There are, in fact, three “Glorias.” There is the Gloria Tibi, used just before the reading of the Gospel in the Service of Holy Communion -- “Glory be to thee, O Lord.” Then there is the Gloria Patri, which is sung as a doxology after the reading of psalms --“Glory be to the Father, and to the Son and to the Holy Ghost.”
The third Gloria is the one with which we are concerned here, and it is this one which is generally meant when one speaks simply of “The Gloria.” It is the Gloria in excelsis, the great hymn of praise which, in our American Book of Common Prayer, concludes the Eucharistic Liturgy.
This ancient Greek hymn is drawn from various sources.

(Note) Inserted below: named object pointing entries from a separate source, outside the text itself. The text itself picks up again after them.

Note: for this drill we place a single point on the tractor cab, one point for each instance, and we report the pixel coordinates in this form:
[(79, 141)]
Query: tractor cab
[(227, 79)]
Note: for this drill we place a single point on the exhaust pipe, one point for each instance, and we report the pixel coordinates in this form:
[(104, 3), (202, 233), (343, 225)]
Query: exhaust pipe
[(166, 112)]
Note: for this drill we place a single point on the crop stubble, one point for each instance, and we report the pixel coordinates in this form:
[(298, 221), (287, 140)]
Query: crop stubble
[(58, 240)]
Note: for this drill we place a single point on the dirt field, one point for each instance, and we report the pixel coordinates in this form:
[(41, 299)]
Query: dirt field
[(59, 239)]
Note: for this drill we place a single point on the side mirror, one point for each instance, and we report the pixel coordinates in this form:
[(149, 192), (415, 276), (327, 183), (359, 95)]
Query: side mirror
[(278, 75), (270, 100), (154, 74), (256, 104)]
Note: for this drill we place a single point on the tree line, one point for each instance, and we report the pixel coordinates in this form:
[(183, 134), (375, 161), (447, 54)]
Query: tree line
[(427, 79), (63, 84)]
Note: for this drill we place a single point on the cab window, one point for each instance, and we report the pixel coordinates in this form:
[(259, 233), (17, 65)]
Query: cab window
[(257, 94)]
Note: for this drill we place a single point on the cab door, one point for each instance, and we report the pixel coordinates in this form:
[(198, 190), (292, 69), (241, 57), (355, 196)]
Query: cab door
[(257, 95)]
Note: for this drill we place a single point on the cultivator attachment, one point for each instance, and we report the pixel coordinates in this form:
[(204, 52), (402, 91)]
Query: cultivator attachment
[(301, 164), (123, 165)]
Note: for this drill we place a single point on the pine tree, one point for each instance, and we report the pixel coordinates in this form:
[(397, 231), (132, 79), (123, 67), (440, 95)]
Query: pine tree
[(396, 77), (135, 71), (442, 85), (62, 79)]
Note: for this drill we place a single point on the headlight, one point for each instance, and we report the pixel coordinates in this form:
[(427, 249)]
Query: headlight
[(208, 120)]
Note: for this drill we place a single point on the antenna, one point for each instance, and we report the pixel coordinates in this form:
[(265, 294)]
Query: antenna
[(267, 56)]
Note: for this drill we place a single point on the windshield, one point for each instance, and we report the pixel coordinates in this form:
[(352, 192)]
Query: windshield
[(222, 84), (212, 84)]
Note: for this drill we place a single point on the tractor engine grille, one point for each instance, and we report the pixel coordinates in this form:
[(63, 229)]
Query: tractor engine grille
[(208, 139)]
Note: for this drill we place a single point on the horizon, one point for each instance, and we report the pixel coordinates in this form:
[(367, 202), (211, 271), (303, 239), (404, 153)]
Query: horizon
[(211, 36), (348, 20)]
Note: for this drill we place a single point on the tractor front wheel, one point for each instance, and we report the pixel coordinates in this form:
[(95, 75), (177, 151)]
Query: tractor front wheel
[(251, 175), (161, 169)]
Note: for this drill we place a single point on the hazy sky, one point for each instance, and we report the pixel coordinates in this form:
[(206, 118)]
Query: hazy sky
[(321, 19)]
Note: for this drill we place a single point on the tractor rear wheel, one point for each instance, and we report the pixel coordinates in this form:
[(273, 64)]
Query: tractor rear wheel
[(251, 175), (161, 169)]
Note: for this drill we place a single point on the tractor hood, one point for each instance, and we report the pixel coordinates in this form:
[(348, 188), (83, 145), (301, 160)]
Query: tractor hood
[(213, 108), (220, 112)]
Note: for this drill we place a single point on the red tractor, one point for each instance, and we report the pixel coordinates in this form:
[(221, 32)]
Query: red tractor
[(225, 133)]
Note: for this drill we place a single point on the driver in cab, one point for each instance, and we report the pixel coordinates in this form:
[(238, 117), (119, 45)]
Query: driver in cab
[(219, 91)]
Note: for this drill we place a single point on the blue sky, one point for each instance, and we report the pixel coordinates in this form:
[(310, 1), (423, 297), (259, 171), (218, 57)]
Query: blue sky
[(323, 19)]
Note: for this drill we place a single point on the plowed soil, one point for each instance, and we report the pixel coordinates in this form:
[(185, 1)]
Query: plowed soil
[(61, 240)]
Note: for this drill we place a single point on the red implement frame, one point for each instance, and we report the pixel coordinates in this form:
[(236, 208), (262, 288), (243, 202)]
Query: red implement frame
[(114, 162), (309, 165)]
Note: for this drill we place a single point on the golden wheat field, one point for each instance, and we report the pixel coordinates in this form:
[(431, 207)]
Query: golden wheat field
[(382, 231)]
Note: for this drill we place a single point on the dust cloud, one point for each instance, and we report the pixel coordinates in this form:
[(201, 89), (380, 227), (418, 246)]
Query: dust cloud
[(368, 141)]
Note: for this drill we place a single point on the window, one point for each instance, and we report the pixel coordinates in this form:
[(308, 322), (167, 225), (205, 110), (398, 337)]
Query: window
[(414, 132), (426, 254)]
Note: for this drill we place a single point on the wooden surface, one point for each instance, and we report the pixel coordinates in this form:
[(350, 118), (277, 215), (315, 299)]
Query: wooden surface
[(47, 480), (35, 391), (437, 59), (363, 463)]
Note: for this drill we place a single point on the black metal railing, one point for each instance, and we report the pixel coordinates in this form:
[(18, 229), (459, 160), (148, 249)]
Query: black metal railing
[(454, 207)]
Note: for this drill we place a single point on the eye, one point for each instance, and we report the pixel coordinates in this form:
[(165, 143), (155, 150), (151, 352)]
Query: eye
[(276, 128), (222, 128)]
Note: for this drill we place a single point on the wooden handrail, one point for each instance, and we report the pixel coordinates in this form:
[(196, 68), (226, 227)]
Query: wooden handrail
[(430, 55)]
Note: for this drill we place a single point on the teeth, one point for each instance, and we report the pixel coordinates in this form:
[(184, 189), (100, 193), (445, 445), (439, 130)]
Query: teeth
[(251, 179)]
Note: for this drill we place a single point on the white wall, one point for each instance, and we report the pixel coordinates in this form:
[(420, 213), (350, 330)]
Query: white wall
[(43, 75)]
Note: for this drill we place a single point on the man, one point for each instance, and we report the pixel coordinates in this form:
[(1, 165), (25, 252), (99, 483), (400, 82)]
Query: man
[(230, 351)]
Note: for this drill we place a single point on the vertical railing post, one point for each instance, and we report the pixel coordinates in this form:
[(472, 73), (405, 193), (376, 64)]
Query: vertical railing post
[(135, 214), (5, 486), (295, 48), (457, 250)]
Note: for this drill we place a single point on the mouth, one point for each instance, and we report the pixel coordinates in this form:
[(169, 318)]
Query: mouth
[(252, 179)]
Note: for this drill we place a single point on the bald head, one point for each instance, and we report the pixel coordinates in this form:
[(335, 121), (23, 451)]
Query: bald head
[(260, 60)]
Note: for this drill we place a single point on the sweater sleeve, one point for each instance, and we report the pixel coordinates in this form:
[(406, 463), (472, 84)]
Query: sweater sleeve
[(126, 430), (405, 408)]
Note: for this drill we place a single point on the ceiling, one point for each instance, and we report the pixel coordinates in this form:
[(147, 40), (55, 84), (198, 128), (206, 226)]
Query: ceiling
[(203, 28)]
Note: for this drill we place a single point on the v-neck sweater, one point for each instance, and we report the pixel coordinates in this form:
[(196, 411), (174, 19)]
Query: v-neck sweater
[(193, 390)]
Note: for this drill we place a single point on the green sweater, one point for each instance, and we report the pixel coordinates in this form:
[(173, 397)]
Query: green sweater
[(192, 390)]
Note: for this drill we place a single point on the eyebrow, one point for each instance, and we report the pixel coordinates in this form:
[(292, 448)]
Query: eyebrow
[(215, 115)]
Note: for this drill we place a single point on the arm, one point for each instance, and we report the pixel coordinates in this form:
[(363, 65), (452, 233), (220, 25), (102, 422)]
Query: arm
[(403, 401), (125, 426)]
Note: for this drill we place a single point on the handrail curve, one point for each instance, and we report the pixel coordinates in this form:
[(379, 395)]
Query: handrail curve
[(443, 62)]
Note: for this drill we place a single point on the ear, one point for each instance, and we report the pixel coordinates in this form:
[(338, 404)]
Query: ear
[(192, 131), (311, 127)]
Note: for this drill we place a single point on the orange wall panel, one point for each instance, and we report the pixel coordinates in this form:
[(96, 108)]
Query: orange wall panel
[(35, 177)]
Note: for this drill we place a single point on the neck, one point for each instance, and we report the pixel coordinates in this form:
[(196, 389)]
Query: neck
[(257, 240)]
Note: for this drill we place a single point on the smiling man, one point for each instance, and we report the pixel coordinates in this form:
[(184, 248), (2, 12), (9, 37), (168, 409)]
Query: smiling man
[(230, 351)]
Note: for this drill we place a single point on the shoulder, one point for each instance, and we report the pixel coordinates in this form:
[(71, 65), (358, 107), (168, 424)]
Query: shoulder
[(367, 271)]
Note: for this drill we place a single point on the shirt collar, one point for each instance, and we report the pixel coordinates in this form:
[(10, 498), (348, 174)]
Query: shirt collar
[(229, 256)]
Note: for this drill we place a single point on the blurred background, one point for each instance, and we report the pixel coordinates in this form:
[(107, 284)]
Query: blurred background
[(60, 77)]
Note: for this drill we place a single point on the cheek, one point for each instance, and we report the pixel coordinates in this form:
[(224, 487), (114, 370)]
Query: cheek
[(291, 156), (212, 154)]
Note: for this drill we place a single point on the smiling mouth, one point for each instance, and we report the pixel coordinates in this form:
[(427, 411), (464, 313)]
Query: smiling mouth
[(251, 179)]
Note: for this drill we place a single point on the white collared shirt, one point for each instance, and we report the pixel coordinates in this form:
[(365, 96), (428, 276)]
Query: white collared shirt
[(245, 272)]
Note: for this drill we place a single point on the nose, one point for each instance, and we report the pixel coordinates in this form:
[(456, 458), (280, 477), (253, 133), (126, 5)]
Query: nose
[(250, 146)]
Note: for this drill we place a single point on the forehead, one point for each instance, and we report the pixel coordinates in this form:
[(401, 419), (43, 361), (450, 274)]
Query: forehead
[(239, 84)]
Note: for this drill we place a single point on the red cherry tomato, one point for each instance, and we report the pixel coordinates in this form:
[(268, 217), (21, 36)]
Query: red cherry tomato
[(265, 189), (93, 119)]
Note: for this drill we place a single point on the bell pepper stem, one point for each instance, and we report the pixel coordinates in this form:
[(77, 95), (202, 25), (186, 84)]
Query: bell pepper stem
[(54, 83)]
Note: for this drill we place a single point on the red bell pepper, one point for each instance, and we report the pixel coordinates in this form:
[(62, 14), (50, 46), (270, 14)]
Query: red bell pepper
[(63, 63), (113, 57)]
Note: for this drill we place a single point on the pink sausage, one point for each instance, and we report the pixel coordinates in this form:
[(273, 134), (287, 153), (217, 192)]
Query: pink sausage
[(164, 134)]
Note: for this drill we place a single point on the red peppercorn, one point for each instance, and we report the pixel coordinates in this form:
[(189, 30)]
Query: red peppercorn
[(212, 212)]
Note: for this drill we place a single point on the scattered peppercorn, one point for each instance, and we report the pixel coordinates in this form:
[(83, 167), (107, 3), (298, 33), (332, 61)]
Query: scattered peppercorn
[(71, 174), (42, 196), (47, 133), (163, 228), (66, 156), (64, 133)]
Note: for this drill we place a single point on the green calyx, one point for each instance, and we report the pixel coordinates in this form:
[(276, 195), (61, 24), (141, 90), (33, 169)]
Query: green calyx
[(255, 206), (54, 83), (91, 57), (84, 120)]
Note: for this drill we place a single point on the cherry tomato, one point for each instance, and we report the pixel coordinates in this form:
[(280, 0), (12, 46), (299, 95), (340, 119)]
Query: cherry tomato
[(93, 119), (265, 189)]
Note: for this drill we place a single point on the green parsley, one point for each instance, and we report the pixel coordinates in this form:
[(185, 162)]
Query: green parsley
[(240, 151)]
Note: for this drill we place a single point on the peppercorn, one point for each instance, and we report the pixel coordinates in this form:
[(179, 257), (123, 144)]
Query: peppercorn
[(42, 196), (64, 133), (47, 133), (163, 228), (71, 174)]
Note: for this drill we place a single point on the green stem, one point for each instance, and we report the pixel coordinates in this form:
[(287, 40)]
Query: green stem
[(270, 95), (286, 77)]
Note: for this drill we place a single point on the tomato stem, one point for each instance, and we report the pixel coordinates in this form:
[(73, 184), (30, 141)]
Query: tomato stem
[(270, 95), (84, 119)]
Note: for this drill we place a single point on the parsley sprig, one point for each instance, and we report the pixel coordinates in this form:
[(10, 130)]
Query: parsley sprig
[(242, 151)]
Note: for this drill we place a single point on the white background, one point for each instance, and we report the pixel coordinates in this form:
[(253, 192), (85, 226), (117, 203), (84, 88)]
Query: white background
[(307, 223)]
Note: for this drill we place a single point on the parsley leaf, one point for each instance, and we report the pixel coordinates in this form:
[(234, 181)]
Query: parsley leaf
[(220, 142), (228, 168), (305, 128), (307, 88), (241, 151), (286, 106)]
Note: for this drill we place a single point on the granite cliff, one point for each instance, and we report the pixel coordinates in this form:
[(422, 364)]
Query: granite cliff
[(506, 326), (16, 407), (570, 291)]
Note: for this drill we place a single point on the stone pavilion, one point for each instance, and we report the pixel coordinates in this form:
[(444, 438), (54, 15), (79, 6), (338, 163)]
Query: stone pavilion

It begins with the salutation used by the angels at our Savior’s birth. “Glory be to God on high, and on earth peace, good will towards men” (Luke 2:14). The hymn then continues to expand on this theme as it relates to God the Father.
In the second stanza, the Gloria turns its focus to God the Son, using phrases and themes very familiar to us from the Kyrie (“Lord, have mercy upon us.”) and the Agnus Dei (“O Lamb of God, that takest away the sins of the world.”)
The hymn concludes with a short third stanza which is renewed acclamation of praise for the Son as a part of the Holy Trinity.
The Eastern Church has used the Gloria in the Daily Offices since the fourth century. It was introduced into the mass itself in the Roman Church in the late fifth century. Cranmer did not disturb this use except that in the 1552 Book he moved it to the end of the service from its traditional position following the Kyrie, early in the Eucharist. Many Anglo-Catholic parishes in the Anglican Communion have reverted to this earlier placement.
Wherever it is placed, this “greater doxology” represents a mighty and joyous burst of praise and adoration. Penitence is intermixed with it, but taken a whole it is joyful. For this reason, it deserves the wholehearted participation of the worshipper, whether said or sung.
It is customary to omit the Gloria in the Anglican and Roman rites during the penitential seasons of Advent and Lent, substituting for it a verse or two of some appropriate hymn, often said rather than sung.